Alpine Linux (Docker):

apk add --no-cache python3 make g++ gcc musl-dev

Windows:

npm install -g windows-build-tools

If you’re running in a minimal Docker image or CI environment without these tools, the install will fail. See the better-sqlite3 troubleshooting guide for additional help.

Development

git clone https://github.com/ainyc/canonry.git
cd canonry
pnpm install
pnpm run typecheck
pnpm run test
pnpm run lint
pnpm run dev:web          # Run SPA in dev mode

Deployment

See docs/deployment.md for the full guide covering local, reverse proxy (Caddy/nginx), sub-path, Tailscale, systemd, and Docker.

Sub-path deployments

Serve canonry under a URL prefix without rebuilding:

canonry serve --base-path /canonry/

The server injects the base path at runtime, so no build-time config is needed.

Docker Deployment

Canonry currently deploys as a single Node.js service with a SQLite file on persistent disk.

The repo includes a production Dockerfile and entry script. The default container entrypoint runs canonry bootstrap and then canonry serve.

docker build -t canonry .

docker run --rm \
  -p 4100:4100 \
  -e PORT=4100 \
  -e CANONRY_CONFIG_DIR=/data/canonry \
  -e GEMINI_API_KEY=your-key \
  -v canonry-data:/data \
  canonry

Published container images are available on Docker Hub:

docker pull arberx/canonry:latest

The same image is also published to GitHub Container Registry:

docker pull ghcr.io/ainyc/canonry:latest

Keep the container to a single replica and mount persistent storage at /data so SQLite and config.yaml survive restarts.

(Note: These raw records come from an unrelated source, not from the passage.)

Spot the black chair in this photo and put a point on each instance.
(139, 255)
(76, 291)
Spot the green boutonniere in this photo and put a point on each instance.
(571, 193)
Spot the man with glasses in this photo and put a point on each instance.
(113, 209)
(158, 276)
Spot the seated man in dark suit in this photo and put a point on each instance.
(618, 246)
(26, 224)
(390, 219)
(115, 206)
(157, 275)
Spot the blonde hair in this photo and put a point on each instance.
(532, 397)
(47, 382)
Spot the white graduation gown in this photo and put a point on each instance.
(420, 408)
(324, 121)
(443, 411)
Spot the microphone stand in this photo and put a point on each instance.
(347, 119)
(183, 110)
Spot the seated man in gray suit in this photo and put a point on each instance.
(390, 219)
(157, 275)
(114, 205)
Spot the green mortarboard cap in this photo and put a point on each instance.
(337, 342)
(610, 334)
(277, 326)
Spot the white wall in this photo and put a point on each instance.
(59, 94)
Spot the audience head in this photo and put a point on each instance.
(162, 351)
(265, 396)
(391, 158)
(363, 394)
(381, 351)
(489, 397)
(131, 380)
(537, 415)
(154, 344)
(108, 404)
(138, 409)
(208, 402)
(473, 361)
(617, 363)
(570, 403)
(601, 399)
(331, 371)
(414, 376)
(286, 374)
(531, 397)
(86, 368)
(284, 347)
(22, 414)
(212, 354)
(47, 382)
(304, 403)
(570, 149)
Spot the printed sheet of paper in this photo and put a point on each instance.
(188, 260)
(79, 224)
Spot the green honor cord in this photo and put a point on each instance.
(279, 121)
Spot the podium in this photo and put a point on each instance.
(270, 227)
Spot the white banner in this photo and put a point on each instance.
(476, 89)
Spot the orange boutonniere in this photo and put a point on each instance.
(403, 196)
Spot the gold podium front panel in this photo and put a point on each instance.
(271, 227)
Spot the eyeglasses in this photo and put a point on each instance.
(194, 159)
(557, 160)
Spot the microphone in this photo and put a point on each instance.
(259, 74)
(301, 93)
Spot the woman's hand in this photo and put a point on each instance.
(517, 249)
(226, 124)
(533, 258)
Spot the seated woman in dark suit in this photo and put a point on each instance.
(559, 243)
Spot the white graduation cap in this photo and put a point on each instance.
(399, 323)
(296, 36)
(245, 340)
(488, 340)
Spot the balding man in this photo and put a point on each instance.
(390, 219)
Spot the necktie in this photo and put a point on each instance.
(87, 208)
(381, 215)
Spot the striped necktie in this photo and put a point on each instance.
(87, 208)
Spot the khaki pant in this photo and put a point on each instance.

No CORS configuration is required for this Docker setup. The dashboard and API are served by the same Canonry process on the same origin. CORS only becomes relevant if you split the frontend and API onto different domains.

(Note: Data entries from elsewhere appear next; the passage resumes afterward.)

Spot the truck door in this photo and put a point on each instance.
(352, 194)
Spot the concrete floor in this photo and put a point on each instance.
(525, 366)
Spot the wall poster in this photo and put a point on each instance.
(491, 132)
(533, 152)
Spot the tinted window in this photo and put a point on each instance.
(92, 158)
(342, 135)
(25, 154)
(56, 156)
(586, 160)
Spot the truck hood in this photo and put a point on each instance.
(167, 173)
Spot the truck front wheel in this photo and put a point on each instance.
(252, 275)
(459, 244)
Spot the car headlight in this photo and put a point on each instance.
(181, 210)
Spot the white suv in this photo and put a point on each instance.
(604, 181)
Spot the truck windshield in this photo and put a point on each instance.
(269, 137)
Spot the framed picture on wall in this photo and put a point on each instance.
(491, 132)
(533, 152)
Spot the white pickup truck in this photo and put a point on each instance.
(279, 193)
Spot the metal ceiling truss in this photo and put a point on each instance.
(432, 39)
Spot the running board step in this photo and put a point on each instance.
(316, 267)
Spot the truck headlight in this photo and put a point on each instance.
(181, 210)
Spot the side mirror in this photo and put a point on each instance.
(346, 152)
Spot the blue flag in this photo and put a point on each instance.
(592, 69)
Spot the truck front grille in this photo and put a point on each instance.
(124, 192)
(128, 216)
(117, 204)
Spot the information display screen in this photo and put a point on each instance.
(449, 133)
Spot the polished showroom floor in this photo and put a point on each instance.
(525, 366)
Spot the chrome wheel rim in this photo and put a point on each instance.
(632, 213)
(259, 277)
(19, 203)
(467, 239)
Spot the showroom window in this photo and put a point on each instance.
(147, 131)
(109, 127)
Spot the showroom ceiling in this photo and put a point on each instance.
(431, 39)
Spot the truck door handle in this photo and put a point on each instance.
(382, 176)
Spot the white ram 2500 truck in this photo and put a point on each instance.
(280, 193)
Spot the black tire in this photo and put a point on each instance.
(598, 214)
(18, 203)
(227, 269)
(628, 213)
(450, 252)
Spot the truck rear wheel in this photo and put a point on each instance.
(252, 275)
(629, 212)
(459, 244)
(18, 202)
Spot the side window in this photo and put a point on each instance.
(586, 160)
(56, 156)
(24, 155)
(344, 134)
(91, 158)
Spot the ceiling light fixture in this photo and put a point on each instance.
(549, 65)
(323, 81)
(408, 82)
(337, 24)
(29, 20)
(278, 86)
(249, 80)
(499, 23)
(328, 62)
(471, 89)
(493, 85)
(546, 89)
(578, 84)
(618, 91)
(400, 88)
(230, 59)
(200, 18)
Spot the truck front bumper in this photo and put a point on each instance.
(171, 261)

Deploy on Railway or Render

Use the repo root as the service root. @ainyc/canonry depends on shared workspace packages under packages/*, so deploying from a subdirectory will break the build.

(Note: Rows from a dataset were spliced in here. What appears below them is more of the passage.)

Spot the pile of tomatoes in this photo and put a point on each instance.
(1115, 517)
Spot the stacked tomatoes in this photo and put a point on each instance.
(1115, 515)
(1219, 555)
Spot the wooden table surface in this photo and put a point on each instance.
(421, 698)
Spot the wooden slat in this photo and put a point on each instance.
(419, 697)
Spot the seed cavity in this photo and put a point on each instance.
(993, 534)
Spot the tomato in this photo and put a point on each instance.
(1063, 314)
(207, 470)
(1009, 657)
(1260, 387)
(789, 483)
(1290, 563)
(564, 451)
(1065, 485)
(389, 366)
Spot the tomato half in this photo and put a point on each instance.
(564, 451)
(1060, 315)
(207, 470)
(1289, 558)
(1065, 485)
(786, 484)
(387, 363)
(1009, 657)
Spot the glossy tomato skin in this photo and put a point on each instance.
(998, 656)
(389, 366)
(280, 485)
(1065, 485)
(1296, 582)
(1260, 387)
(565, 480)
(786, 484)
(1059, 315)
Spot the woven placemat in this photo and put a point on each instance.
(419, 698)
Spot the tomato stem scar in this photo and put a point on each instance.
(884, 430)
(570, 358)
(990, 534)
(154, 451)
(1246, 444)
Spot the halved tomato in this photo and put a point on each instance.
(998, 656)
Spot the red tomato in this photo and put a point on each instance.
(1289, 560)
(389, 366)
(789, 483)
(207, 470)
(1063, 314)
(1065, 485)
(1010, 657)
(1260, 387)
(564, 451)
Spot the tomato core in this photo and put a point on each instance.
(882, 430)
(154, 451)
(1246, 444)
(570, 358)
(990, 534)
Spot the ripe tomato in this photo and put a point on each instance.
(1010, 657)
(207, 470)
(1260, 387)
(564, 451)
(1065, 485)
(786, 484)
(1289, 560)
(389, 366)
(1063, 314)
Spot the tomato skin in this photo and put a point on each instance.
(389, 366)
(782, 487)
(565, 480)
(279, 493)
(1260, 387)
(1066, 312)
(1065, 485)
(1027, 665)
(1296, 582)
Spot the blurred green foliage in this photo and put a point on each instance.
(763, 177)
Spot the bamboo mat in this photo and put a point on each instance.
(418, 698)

Canonry runs as a single service – the API, web dashboard, and job scheduler all run in one process. No provider API keys are required at startup; configure them later through the web dashboard.

Railway

Deploy on Railway

One-click deploy:

  1. Click the button above (or create a service from this repo manually)
  2. Railway builds the Dockerfile automatically – no custom build or start commands needed
  3. Right-click the service and select Create Volume, set the mount path to /data
  4. Generate a public domain under Settings > Networking (port 8080)
  5. Open the dashboard and follow the setup wizard to configure providers and create your first project

Manual setup:

  1. Create a new service from this GitHub repo
  2. Dockerfile Path: Dockerfile (the default)
  3. Custom Build Command: leave empty
  4. Custom Start Command: leave empty
  5. Add a Volume mounted at /data (right-click the service > Create Volume)
  6. Generate a public domain under Settings > Networking
  7. No environment variables are required to start – the bootstrap creates a SQLite database and API key automatically

Optional environment variables:

Variable Description
GEMINI_API_KEY Google Gemini provider key
OPENAI_API_KEY OpenAI provider key
ANTHROPIC_API_KEY Anthropic/Claude provider key
PERPLEXITY_API_KEY Perplexity provider key
LOCAL_BASE_URL Local LLM endpoint (Ollama, LM Studio, etc.)
CANONRY_API_KEY Pin a specific API key instead of auto-generating one

Provider keys can also be configured at any time via the Settings page in the dashboard.

Keep the service to a single replica – SQLite does not support concurrent writers.

Render

Create one Web Service from this repo with runtime Docker, then attach a persistent disk mounted at /data.

SQLite should live on the persistent disk, so keep the service to a single instance.

Contributing

Contributions are welcome. See CONTRIBUTING.md for setup instructions.

License

FSL-1.1-ALv2. Free to use, modify, and self-host. Each version converts to Apache 2.0 after two years.